High carb foods that people should try to avoid include:

  • candy
  • sugary breakfast cereals
  • white pasta
  • white bread
  • white rice
  • cookies, muffins, and other baked products
  • flavored and sweetened yogurt
  • potato chips
  • sugary juices
  • sodas
  • foods and drinks with a high fructose corn syrup content
  • foods and drinks high in refined sugar
  • processed foods

Carbohydrates are one of the main nutrients that the body needs, along with protein and fats.

Typically, the most healthful diet a person can eat is one that balances all key nutrients. However, some people advocate for low-carbohydrate diets in certain circumstances.

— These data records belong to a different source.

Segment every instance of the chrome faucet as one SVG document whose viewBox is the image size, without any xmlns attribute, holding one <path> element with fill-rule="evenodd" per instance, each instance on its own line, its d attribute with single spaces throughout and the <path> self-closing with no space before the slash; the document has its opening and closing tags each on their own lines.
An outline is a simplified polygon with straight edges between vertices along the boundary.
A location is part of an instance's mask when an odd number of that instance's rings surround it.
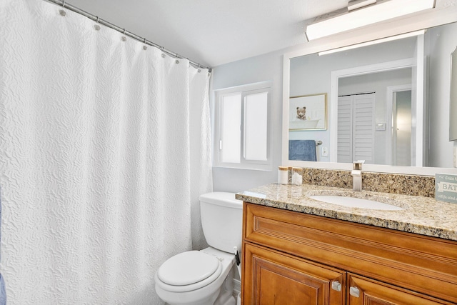
<svg viewBox="0 0 457 305">
<path fill-rule="evenodd" d="M 362 164 L 365 160 L 358 160 L 353 162 L 352 169 L 352 189 L 354 191 L 362 191 Z"/>
</svg>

  • Blood sugar control: Limiting carbohydrate intake can help people with type 2 diabetes manage their blood sugar levels. However, people with type 2 diabetes should consult their doctor to discuss all treatment options before making wholesale dietary changes.
  • Weight loss: Limiting carbohydrate intake can lead to short-term weight loss. However, this is partly due to water loss in the early stages, and the pace of weight loss decreases with time. People should always consult a medical professional before engaging in any restrictive dieting.
  • Cholesterol levels: Some research suggests that a low carbohydrate diet can improve high-density lipoprotein (HDL) cholesterol levels. People often refer to this as “good” cholesterol. However, research into the effect of carbohydrates and low-density lipoprotein, or “bad” cholesterol, remains controversial and inconclusive.

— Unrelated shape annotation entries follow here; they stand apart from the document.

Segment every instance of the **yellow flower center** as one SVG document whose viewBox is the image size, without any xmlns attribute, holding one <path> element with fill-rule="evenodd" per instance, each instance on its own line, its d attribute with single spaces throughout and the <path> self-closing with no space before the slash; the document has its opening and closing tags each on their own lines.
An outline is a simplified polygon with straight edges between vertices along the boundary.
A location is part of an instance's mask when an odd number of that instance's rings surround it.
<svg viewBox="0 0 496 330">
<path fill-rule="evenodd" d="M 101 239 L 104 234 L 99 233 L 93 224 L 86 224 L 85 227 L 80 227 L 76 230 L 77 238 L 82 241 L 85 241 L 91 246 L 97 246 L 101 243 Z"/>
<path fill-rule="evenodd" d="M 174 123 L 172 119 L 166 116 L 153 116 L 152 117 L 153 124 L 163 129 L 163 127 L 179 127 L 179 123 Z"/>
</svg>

Carbohydrates are essential for the proper working of the body. Excluding carbohydrates from the diet can lead to nutritional imbalances without an adequate nutrition plan.

People should only limit carbohydrates in their diet after consulting their doctor.

When it comes to carbohydrates, the rule of thumb is to select whole foods and avoid processed and refined carbohydrates.

Whole foods high in carbohydrates generally offer lots of essential nutrients and health benefits for the body.

People with a specific health issue or concern should talk with their doctor or a registered dietitian to determine which high carb foods are right for them.